Commercial fishers and wild salmon advocates celebrate big comebacks in BC waters

The summer of 2022 is shaping up to be a bumper season for pink and sockeye salmon in B.C. rivers, with a seasoned Indigenous fisherman reporting the biggest catches of sockeye salmon in decades.

Mitch Dudoward has worked in the salmon industry for over 40 years and says fishing on the Skeena River in northwestern British Columbia has never been better.

« It’s been the best season I can remember in my life with the numbers we’re catching, » said Dudoward, who recently completed a big sockeye haul aboard his gillnetter Irenda.

Meanwhile, Bob Chamberlin, president of the First Nations Wild Salmon Alliance, said thousands of pink salmon were in Central Coast rivers after years of minimal returns.

The surge comes two years after the closure of two open-net Atlantic salmon farms in the region.

« We had targeted those farms, » ​​said Chamberlin, whose group wants open-net farms removed from B.C. waters.

« We took them out and two years later we’ve gone from 200 fish in the river to several thousand now. In our minds and knowledge, that’s a very clear indicator. »

Spawning sockeye swim up the Adams River in Roderick Haig-Brown Provincial Park near Chase, British Columbia October 4, 2011. (The Canadian Press)

Fisheries and Oceans Canada (DFO) spokeswoman Lara Sloan said the department’s sightings indicated significant returns of sockeye salmon to the Skeena River.

“Test fisheries currently indicate that Skeena sockeye returns are at the high end of expectations, with an in-season estimate of around four million sockeye,” Sloan said in a statement. Colombia, Washington and Alaska return better than expected in 2022. »

The five-year average return of sockeye salmon in the Skeena is 1.4 million and the 10-year average is 1.7 million, Sloan said.

Dudoward said Skeena’s sockeye season ended this week, but could have lasted longer.

“We should be fishing until the end of August when the sockeye salmon stop flowing,” he said. « There’s a lot to take. »

But Sloan said DFO is watching salmon stocks.

“For 2022, the department is taking a more cautious approach to managing commercial fishing impacts on stocks of conservation concern, including small populations of wild sockeye salmon, chum and rainbow trout. sky returning to the Skeena River, » she said.

DFO also expects a large run of sockeye salmon in the Fraser River this summer, but returns of chinook, coho and chum salmon to rivers and streams on the north and central coast are expected to be weak.

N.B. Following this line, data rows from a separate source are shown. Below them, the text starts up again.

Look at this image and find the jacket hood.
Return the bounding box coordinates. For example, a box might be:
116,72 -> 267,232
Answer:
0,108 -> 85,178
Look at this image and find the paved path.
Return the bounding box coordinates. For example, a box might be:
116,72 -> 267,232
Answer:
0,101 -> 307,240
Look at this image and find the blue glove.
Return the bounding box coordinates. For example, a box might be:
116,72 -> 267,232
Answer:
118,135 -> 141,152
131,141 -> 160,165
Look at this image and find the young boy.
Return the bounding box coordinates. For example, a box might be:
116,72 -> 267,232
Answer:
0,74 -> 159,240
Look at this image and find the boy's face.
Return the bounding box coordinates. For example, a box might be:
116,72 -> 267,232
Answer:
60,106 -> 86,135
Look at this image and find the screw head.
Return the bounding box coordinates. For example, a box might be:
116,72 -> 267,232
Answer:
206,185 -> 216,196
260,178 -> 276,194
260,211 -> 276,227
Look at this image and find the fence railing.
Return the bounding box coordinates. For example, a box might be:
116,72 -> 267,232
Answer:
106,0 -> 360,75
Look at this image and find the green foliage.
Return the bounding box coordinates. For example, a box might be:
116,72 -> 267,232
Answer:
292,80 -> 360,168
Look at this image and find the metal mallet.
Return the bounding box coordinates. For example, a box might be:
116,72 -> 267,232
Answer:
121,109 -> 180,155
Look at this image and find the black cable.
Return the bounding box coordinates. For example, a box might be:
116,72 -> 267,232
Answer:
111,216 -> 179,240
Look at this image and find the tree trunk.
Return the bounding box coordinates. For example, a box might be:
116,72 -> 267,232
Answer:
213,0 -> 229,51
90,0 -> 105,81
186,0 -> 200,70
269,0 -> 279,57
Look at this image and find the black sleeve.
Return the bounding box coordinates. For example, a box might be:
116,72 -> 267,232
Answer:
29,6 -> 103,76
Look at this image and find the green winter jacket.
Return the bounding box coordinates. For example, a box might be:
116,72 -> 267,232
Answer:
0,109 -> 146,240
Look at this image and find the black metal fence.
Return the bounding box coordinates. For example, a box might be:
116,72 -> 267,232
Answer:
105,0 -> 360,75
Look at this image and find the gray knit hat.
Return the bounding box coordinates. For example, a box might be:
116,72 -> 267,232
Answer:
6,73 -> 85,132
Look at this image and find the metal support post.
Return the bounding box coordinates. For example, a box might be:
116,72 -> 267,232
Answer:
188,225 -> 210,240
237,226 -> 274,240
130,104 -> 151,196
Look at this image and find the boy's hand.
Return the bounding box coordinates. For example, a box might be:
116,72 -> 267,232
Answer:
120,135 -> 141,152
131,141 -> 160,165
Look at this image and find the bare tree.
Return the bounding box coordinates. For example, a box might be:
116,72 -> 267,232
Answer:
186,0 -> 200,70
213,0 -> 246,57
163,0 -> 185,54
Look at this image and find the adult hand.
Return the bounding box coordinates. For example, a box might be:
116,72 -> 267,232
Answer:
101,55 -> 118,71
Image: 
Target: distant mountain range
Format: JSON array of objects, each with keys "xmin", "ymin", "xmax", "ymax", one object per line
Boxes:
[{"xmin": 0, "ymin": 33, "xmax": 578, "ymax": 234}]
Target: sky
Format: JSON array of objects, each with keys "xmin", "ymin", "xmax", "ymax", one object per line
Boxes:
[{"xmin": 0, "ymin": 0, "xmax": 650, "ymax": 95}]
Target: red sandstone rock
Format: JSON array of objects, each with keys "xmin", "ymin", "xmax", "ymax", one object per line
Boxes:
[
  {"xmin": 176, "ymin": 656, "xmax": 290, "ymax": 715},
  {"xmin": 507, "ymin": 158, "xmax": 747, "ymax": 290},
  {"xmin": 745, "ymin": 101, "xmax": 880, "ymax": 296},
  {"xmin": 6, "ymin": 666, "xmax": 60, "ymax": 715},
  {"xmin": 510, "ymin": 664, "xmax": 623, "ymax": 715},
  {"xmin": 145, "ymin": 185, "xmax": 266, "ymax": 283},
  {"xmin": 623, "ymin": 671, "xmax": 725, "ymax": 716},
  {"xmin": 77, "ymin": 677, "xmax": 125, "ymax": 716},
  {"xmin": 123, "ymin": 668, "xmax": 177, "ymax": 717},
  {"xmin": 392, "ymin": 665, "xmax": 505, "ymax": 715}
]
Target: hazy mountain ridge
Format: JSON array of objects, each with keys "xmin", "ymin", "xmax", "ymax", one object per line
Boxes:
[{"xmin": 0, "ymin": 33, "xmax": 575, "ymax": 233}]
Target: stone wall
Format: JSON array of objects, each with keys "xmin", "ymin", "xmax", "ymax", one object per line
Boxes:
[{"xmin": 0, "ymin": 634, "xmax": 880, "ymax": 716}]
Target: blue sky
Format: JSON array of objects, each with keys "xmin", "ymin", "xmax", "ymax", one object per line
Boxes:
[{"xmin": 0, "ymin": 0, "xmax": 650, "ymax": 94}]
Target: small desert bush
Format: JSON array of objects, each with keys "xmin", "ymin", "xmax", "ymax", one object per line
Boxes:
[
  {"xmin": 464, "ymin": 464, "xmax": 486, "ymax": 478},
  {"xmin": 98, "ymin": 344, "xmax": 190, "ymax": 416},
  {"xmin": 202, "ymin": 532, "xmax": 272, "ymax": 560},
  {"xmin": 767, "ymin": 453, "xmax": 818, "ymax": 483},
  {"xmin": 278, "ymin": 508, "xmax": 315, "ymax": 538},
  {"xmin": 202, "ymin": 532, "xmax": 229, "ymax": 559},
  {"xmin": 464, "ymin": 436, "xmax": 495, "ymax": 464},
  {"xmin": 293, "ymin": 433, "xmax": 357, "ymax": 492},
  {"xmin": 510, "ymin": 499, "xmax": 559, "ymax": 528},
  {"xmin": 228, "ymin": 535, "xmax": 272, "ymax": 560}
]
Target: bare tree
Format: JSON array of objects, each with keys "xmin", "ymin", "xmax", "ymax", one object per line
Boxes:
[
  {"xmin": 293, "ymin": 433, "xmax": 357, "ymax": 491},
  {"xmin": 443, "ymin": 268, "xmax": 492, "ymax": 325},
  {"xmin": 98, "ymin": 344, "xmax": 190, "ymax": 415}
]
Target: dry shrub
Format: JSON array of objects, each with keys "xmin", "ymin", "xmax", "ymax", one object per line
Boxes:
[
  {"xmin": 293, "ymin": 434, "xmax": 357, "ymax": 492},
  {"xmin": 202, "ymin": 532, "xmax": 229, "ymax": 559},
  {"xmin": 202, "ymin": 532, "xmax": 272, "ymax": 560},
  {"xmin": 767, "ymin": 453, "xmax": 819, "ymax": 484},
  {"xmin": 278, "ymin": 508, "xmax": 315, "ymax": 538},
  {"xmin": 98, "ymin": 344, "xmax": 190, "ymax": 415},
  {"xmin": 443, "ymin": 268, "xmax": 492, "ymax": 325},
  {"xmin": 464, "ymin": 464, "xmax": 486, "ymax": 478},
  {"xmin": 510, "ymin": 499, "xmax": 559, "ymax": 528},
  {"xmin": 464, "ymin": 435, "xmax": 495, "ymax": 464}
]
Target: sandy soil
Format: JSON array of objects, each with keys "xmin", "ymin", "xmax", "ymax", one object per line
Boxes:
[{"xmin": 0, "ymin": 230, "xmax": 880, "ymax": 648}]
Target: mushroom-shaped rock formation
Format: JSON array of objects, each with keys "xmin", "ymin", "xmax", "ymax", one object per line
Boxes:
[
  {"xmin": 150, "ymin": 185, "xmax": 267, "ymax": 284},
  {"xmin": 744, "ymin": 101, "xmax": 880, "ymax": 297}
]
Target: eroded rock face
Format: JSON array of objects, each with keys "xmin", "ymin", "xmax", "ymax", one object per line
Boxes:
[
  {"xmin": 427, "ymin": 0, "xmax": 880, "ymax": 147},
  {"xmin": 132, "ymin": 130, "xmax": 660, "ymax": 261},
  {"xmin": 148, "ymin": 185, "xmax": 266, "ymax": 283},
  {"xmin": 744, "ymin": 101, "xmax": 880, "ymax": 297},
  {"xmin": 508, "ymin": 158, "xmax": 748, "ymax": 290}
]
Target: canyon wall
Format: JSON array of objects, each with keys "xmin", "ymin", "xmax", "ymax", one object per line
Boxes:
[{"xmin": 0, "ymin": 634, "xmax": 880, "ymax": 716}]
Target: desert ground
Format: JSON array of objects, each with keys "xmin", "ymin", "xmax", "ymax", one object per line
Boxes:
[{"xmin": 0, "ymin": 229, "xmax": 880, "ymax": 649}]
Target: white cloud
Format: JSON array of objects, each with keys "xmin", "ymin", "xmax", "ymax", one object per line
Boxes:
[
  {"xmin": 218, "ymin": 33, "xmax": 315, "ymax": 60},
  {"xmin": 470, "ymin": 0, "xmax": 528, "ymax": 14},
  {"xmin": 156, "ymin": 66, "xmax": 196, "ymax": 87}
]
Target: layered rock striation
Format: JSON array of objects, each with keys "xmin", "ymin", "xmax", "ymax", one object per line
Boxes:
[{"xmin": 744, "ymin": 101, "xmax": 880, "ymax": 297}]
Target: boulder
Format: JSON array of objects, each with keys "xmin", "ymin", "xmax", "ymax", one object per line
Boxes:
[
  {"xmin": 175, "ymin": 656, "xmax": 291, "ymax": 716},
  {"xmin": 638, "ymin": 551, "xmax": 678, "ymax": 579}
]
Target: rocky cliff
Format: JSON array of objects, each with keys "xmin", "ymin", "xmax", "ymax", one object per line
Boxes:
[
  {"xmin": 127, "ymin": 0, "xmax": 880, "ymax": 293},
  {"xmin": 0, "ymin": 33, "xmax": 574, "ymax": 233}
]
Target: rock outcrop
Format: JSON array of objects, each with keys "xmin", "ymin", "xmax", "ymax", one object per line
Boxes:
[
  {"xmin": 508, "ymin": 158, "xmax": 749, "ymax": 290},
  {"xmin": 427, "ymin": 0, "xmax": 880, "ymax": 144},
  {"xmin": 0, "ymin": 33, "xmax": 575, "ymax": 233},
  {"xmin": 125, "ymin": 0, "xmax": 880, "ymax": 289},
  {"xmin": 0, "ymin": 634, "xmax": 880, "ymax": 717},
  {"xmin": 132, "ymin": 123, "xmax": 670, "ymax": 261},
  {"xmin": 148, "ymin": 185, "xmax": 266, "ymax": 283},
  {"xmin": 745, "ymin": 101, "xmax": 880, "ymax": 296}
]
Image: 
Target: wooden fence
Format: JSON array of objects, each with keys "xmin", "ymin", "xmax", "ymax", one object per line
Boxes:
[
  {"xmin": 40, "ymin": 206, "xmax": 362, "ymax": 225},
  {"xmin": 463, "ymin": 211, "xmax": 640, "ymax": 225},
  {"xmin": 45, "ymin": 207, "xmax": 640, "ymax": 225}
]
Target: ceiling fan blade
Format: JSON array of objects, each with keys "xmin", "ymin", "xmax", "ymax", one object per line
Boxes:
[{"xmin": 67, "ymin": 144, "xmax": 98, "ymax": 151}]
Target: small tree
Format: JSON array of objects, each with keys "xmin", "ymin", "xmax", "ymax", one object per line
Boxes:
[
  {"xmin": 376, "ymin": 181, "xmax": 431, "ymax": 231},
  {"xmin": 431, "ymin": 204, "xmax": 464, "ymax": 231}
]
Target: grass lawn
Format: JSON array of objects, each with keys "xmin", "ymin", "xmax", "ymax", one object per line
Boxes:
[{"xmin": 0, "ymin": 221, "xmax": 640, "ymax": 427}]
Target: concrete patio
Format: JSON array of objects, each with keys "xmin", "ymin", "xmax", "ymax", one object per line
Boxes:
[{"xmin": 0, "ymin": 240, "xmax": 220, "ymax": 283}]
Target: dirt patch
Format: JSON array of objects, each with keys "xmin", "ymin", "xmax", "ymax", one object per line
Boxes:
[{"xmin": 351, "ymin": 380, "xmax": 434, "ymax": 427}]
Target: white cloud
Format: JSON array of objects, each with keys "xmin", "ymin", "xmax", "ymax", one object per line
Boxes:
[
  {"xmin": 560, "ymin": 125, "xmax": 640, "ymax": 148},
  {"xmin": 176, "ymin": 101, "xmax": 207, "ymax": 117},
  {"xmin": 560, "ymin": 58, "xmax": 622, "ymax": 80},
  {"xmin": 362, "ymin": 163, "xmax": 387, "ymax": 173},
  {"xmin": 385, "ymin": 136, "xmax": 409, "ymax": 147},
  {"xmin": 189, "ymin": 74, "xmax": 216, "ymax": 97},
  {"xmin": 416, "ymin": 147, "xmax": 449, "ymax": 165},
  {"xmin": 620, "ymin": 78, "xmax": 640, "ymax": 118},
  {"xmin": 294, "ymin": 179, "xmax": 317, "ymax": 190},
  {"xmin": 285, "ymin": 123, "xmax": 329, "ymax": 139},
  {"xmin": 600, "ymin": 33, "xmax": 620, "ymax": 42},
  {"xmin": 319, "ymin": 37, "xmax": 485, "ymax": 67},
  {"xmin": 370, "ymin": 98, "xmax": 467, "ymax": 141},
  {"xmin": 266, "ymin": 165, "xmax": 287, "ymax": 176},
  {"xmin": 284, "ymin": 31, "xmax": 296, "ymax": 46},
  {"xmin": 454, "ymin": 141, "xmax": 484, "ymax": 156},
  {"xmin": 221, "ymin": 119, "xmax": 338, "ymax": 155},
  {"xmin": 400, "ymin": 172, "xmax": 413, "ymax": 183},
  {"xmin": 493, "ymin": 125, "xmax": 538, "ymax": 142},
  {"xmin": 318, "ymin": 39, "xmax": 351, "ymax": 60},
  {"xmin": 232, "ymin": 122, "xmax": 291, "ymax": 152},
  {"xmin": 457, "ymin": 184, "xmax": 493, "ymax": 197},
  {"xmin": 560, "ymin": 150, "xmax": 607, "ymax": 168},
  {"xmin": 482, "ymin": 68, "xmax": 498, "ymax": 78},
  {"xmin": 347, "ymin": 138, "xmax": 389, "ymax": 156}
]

« The forecast range for Fraser River sockeye in 2022 is 2.3 million to 41.7 million, with a median forecast of 9.7 million, » Sloan said. “The median forecast means there is a 50% chance that returns will fall below this level. »

That’s well above the estimated 2.5 million sockeye salmon returns in 2021, according to data from Fisheries and Oceans Canada.

The future of net farming in question

The high yields come amid a debate over the future of salmon net farming in British Columbia waters.

In 2018, the BC government, First Nations and the salmon farming industry reached an agreement to phase out 17 open net farms in the Broughton Archipelago between 2019 and 2023.

The agreement was negotiated to establish a farm-free migration corridor to help reduce harm to wild salmon.

In June, federal Fisheries Minister Joyce Murray said the government would consult with First Nations communities and salmon farm operators in the Discovery Islands, which lie between the mainland and northeastern Vancouver Island, about the future of net farming in the region.

A final decision on the future of the farms is expected in January 2023, the minister said.

« It’s such an important migration route for all Fraser River salmon, especially coho and chinook, » Chamberlin said. “If we want to see the return of the Fraser River runs, we have to see the barriers removed.”